«L'Italia è schierata in prima linea: ogni sforzo per l'assistenza umanitaria a Gaza e per l'immediato ingresso degli aiuti nella Striscia, anche attraverso il meccanismo Food for Gaza» ha scritto il Ministro degli Esteri italiano, Antonio Tajani, dopo un lungo colloquio telefonico con il Primo Ministro palestinese, Mohammad Mustafa.

«Ho illustrato i nuovi aiuti umanitari che distribuiremo anche tramite lanci aerei. Stiamo lavorando per accogliere in Italia altri 50 palestinesi da Gaza, bambini bisognosi di cure sanitarie e le loro famiglie».
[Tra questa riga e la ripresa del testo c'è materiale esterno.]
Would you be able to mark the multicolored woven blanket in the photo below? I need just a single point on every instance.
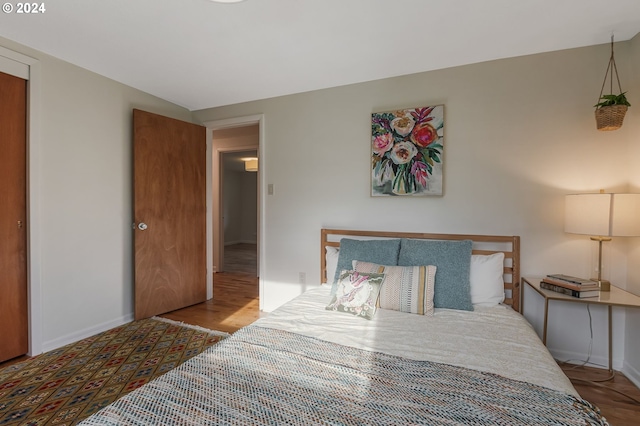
(268, 376)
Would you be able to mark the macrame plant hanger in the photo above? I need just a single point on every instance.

Mentre Israele nega la carestia, consentendo l'ingresso e la consegna solo a una quantità minima di beni essenziali e di cibo, negli scorsi giorni anche Germania, Francia, Regno Unito e Spagna avevano annunciato che avrebbero organizzato un ponte aereo per paracadutare prodotti di prima necessità, con la collaborazione della Giordania.

Paracadutare gli aiuti, però, è più costoso e assai meno efficiente che mandarli via terra – oltre che parzialmente pericoloso. Jamil Sawalmeh, direttore di ActionAid in Palestina, ha dichiarato che «un maggiore accesso agli aiuti umanitari è certamente positivo», ma «si tratta di misure temporanee».

«Quello di cui Gaza ha bisogno è un cessate il fuoco immediato e permanente, e la fornitura continua, senza ostacoli, di aiuti umanitari – guidata dalle Nazioni Unite, dall'UNRWA e da altre organizzazioni internazionali».